Author | Paul Cornell, Martin Day, Keith Topping |
---|---|
Cover artist | Slatter–Anderson |
Country | United Kingdom |
Language | English |
Subject | Doctor Who |
Published | 1995 |
Publisher | Virgin Books |
Media type | Print (paperback) |
Pages | 357 (first edition) |
ISBN | |
OCLC | 60225122 |
The Discontinuity Guide is a 1995 guidebook to the serials of the original run (1963–1989) of the BBC science fiction series Doctor Who. The book was written by Paul Cornell, Martin Day and Keith Topping and was first published as Doctor Who - The Discontinuity Guide on 1 July 1995 by Virgin Books.
The book focuses on the fiction of Doctor Who. For each serial, the authors discuss the roots of the story, technical and narrative gaffes, technobabble, dialogue disasters and triumphs, continuity, and a "bottom line" critical analysis of the story. The book also contains short essays on subjects in Doctor Who continuity, such as the Doctor's family, the history (or histories) of the Daleks, UNIT dating and the origins of the Time Lords. One of these essays marked the first publication of the ′Season 6B′ theory.

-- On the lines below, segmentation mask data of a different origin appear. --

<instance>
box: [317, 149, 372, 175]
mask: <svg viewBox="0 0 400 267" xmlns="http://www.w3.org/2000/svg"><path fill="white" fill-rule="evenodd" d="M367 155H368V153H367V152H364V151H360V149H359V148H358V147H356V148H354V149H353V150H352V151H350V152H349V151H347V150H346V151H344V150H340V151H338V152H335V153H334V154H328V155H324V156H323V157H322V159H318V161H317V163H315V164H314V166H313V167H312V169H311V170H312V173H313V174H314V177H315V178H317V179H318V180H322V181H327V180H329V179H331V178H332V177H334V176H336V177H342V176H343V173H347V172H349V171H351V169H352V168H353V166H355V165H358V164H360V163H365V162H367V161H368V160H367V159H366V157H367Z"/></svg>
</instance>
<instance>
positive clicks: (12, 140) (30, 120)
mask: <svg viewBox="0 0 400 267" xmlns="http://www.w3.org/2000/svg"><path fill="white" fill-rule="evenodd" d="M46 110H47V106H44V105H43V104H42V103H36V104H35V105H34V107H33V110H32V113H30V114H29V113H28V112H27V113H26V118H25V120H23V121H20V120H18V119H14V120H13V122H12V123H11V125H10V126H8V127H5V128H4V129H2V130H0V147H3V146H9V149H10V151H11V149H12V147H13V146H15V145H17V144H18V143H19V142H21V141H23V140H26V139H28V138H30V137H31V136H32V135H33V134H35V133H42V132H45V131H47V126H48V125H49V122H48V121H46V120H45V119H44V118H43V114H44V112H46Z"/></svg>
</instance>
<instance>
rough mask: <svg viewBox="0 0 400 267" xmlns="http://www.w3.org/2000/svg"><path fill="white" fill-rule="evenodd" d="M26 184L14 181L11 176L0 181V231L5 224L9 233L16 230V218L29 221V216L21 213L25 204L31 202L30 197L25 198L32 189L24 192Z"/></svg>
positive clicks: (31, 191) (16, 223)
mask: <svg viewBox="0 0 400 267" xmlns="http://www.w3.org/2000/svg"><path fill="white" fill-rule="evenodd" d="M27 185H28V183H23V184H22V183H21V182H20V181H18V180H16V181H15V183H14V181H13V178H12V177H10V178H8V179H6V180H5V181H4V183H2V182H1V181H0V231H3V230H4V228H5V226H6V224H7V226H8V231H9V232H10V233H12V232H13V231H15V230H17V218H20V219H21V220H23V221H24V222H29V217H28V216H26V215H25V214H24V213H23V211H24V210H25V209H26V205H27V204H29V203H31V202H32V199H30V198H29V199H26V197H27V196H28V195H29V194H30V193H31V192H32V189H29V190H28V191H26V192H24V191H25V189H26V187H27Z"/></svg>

The book was first published in 1995 by Doctor Who Books, an imprint of Virgin Books. At the time, Virgin held the licence to publish Doctor Who books from the BBC, and published licensed Doctor Who novels and other non-fiction books under the Doctor Who Books imprint.
The guidebook was subsequently given an un-licensed re-print as simply The Discontinuity Guide in November 2004 through MonkeyBrain Books, with a new foreword by Lou Anders. In 2013, it was published as an ebook — as The Doctor Who Discontinuity Guide — by Orion Publishing Group under its Gateway imprint.
Additionally, the BBC's Doctor Who website incorporated the book's text, along with that of Doctor Who: The Television Companion by David J. Howe and Stephen James Walker, into its classic series episode guide.